Contratar a un evaluador energético antes de iniciar cualquier remodelación permite priorizar las intervenciones que generan el mayor salto de calificación por cada peso invertido, evitando gastar en mejoras estéticas que no inciden realmente en el desempeño energético que mide la certificación.

La diferencia entre calificación precalculada y calculada

La normativa chilena distingue entre una calificación precalculada, más simple y basada en parámetros estándar de la vivienda, y una calificación calculada, que exige una evaluación más detallada de las condiciones reales de construcción y equipamiento, siendo esta segunda modalidad la que ofrece un resultado más preciso pero también más costoso de obtener.

Para una vivienda nueva que busca destacar activamente su desempeño energético como argumento de venta, la calificación calculada suele ser la opción recomendada, dado que refleja con mayor fidelidad las características específicas del proyecto frente a la calificación precalculada, más genérica y menos diferenciadora en el mercado.

Inmobiliarias que ya construyen exclusivamente con calificaciones energéticas altas reportan que este atributo se ha vuelto un argumento de venta relevante entre compradores más informados, especialmente familias jóvenes que valoran explícitamente el ahorro futuro en cuentas de energía por sobre el precio de compra inicial ligeramente superior que puede tener una vivienda más eficiente.

El etiquetado energético de una vivienda también influye cada vez más en su valor de reventa en el mercado secundario, dado que compradores informados ya solicitan explícitamente conocer la calificación CEV antes de decidir una compra, presionando indirectamente a los propietarios de viviendas antiguas a considerar mejoras de eficiencia energética antes de sacar su propiedad a la venta.

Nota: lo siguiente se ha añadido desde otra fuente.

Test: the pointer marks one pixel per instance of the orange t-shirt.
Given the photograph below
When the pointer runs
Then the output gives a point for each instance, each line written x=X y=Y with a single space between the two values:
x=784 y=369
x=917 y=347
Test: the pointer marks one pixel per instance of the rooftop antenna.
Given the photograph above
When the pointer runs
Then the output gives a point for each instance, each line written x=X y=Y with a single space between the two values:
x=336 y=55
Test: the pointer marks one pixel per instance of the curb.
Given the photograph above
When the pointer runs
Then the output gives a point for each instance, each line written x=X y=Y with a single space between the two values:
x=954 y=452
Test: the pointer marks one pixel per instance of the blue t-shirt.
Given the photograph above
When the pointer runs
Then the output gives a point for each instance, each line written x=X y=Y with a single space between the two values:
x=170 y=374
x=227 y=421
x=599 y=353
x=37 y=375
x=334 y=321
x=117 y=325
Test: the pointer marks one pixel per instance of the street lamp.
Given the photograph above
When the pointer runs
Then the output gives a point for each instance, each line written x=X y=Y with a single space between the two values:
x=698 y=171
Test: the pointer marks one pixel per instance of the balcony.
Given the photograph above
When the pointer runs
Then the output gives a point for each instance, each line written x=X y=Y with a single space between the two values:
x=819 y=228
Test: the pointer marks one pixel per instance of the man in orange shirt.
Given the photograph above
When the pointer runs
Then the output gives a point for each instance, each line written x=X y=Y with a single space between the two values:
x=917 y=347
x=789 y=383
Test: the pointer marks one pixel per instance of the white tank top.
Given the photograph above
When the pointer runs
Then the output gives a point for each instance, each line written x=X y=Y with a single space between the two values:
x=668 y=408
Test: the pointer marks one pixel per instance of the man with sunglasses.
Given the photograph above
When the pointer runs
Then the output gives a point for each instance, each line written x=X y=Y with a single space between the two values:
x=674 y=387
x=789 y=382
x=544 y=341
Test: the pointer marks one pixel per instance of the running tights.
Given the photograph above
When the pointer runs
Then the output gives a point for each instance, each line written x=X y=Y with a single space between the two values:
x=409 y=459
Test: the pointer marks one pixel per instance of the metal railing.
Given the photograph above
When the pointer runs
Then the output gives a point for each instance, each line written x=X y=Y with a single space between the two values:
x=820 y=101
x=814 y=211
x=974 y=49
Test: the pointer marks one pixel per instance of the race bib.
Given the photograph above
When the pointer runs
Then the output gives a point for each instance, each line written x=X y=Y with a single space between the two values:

Bancos hipotecarios chilenos ya evalúan incorporar la calificación CEV como variable en sus modelos de riesgo crediticio, considerando que una vivienda más eficiente representa gastos operativos menores para la familia propietaria y, por lo tanto, mayor capacidad de pago sostenida del crédito hipotecario a lo largo de los años del préstamo.

Conocer la calificación energética de una vivienda, ya sea antes de comprar o antes de remodelar, sigue siendo una de las mejores formas de tomar decisiones informadas sobre el consumo futuro de energía del hogar.

Este sistema de etiquetado se explica en más detalle en qué es la certificación energética de viviendas en Chile.

Para obtenerla, conviene revisar antes las mejores certificadoras de eficiencia energética residencial en Chile.

Preguntas frecuentes

¿La calificación CEV es obligatoria para vender una vivienda en Chile?

No, la CEV se aplica de forma voluntaria en Chile, aunque cada vez más desarrolladores inmobiliarios la incorporan como diferenciador comercial frente a compradores que valoran el ahorro energético de largo plazo de la vivienda.

¿Puedo mejorar la calificación CEV de una vivienda ya construida?

Sí, mejorando la aislación térmica, cambiando ventanas por modelos de mayor eficiencia, o instalando sistemas de calefacción más eficientes, una vivienda existente puede volver a evaluarse y obtener una calificación CEV mejor que la original.